Sunday, September 26, 2004

Cooking II

Cooking II
And now, the rest of the story. So last night, after I had let out all my frustrations with my incapacity for culinary prowess, I decided to just make some ramen. It was my roommate's ramen, but I figured I could just float him a dime, and I wouldn't have to hear any complaints. The time was about 4:30 a.m. I was sitting there, proudly boiling that biscuit of noodles, gladly straining the water from them with an old plate (since the strainer was filled with cinnamon and sugar dust), and blithely mixing in the seasoning packet. I took the first happy bite, but to my dismay, something was wrong. The flavor was terrible. It was very strong, and there were hard, crunchy spices in it. When I walked over to the counter, I discovered my mistake: I had put the seasoning packet for the entire box of Rice-a-Roni into my little pathetic bowl of ramen. I forced myself to eat it anyway out of sheer starvation. I later calculated that I had eaten 2,220 mg of sodium. It was awful. I barfed in my mouth a bit as I was climbing into bed during the early minutes of dawn. I ran to throw up outside, and I slipped in the slime from the buttery mess on the floor. After I finished that, I meekly climbed the stairs to my room. Even over the sound of my roommate singing showtunes in the shower, I finally fell asleep, with an empty feeling in my stomach, and one in my gut. I had ruined even ramen. I had failed.

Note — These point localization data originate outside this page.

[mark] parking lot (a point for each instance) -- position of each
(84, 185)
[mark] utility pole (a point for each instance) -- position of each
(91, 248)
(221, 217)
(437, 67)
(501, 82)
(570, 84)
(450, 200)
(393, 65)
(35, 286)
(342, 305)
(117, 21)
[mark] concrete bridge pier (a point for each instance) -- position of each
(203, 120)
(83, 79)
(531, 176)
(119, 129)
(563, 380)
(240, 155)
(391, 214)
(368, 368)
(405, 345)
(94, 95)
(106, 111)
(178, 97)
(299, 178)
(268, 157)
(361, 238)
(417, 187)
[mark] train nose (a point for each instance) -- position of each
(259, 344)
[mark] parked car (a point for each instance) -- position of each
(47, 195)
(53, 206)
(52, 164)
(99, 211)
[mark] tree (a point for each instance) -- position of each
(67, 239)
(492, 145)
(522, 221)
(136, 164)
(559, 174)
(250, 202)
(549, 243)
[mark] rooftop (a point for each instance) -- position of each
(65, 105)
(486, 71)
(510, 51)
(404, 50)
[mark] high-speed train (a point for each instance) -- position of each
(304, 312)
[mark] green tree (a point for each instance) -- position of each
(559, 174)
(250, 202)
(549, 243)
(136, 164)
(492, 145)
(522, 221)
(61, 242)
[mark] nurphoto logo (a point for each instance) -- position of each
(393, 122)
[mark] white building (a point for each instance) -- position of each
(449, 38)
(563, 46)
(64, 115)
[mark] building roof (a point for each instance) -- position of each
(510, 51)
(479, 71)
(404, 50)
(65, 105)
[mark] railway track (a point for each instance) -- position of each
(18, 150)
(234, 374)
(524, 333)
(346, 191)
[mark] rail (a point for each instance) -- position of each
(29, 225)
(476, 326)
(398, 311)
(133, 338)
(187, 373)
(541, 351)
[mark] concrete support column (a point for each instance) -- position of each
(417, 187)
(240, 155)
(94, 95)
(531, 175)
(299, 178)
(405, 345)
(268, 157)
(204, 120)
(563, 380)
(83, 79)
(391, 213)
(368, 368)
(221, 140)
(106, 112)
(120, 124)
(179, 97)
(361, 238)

Friday, September 24, 2004


I have these four roommates who are all domestic. They grow their own herbs to make pesto, they sit there with their special little appliances and cook elaborate dinners for one. Last night it was split pea soup from scratch. Now, I understand it probably tastes better than Campbell's, but I can't at all imagine that it's so much better that it's worth the effort.

So tonight, at 3:30 a.m., I decided to try to cook some Rice-a-Roni. I freak out whenever I have to follow directions, so I was already in a bad way. I poured the rice vermicelli mix into the stupid medium-sized sauce pan, as i was supposed to. I took the butter out of the fridge, but I dropped about two tablespoons of it onto the floor when I was cutting it. I turned the stove onto medium and began to brown the little worms. Then I realized that I was going to need some water measured out, and due to my cognizance of my Non-verbal Learning Disorder, I began to panic. You see, I have no idea how big two and a half cups is. I grabbed a bowl from the cupboard and filled it, but I couldn't tell at all if I was even close. So then I went frantically looking for a measuring cup. I found a little graduated pitcher thing, but it was full of cinnamon and sugar. Then I decided to pour the cinnamon and sugar into a nearby bowl. Unfortunately, the bowl was some kind of small sieve, and my roommate's sugar mix dumped all over the floor and stuck to the butter. By the time I got the pitcher cleaned out, I turned around and the rice was ON FIRE. Luckily, I had recently broken the smoke alarm, so my roommates didn't have to wake up. I just grabbed the pan and stuck it outside on the porch. The house reeks of burned butter and noodles. That was my last box of food. Now I must resort to either going to bed hungry, or going to the grocery store. I'll probably do the latter. At least i can pick up that pan on my way back in.

The question is why am I so incompetent when it comes to cooking? It is impossible for me. I have ruined over twenty boxes of rice-a-Roni in my lifetime. Gosh! I hate it! So uneconomical. And there's Jayson, totally cooking soup in three separate pans. Of all my shortcomings, this is the one that renders me the most helpless. I have no idea where to turn for help.